Dass die Freude an der Musik die verschiedenen Altersklassen verbindet, beweist das Projekt „Unter 7 und über 70“ in Neusäß. Alle zwei Wochen musizieren Kinder des Kindergartens Ottmarshausen gemeinsam mit den Bewohnern des Seniorenheims am Lohwald. Unter Anweisung von Angelica Jekic, Leiterin der Sing- und Musikschule Neusäß, singen und tanzen sie gemeinsam und lernen zum Beispiel Rhythmusinstrumente wie Klanghölzer kennen. Mit wehenden bunten Tüchern wird beim Sitztanz der Herbst besungen oder mit Walnussschalen das Klackern von Stricknadeln nachempfunden, wenn es in einem Lied um das Stricken eines Pullovers geht.

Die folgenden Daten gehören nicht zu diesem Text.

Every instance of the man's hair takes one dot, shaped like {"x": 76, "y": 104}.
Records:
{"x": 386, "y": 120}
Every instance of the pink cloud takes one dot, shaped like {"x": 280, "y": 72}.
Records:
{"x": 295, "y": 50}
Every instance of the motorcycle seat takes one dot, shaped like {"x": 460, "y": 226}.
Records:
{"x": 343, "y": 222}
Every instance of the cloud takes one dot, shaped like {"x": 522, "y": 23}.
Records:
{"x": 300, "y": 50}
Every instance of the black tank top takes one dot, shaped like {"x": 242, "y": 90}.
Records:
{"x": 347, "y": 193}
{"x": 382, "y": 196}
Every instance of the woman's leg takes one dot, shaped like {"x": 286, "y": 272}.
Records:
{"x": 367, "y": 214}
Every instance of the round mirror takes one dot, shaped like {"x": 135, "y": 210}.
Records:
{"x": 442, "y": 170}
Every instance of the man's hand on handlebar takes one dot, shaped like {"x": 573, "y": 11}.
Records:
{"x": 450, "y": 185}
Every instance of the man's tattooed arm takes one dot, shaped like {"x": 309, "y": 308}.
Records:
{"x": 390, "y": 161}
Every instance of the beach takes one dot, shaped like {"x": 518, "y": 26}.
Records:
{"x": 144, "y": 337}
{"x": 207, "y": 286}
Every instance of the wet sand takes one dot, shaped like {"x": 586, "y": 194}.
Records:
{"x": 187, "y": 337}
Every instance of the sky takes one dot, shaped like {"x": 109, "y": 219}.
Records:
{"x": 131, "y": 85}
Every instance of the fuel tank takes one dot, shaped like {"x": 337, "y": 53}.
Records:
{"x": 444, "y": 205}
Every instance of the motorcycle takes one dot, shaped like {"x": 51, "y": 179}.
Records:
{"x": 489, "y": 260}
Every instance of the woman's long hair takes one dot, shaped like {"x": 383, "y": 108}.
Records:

Das Konzept „Unter 7 und über 70“ hat Angelika Jekic als generationenübergreifendes musikpädagogisches Projekt an ihrer früheren Wirkungsstätte in Mainz entwickelt. Dabei machen Kindergartenkinder im Vorschulalter und nicht mehr mobile Senioren miteinander Musik. Eine Idee, für die ihr der Deutsche Musikrat und die Stiftung „100 Jahre Yamaha e. V.“ dieses Jahr den Förderpreis „Inventio“ verliehen hat. Mittlerweile wird das Projekt bundesweit in verschiedenen Seniorenheimen erfolgreich angeboten.
Bei Katrin Gunkel, Leiterin des Seniorenheims am Lohwald, stößt „Unter 7 und über 70“ auf große Begeisterung. Angelika Jekic habe damit „offene Türen eingerannt“. Denn schon vorher war der Gedanke vorhanden, dass es schön wäre, wenn es jemanden gebe, der mehr mit den Senioren musizieren könnte. Mit der Idee, Kinder und Senioren zusammenzubringen, trifft Angelika Jekic genau die Wunschvorstellungen der Stadt Neusäß. „Für die Stadt ist es ganz wichtig, die Generationen zusammenzubringen“, sagt Bürgermeister Hansjörg Durz. Und dies mit Musik umzusetzen, hält er für eine „wunderbare Sache“. Dem kann Pfarrer Reinhard Wemhöner vom Diakonischen Werk Augsburg, dem Träger des Seniorenheims, nur zustimmen. „Das Einvernehmen der Menschen und Generationen bei diesem Projekt sowie die Fröhlichkeit und die Gemeinschaft sind gleich auf dem ersten Blick zu erkennen“, beschreibt Wemhöner seine Eindrücke. Ebenfalls von dem Projekt überzeugen ließ sich die städtische Grundstücks- und Wohnungsbaugesellschaft (GWN), die sich mit einer finanziellen Unterstützung beteiligte.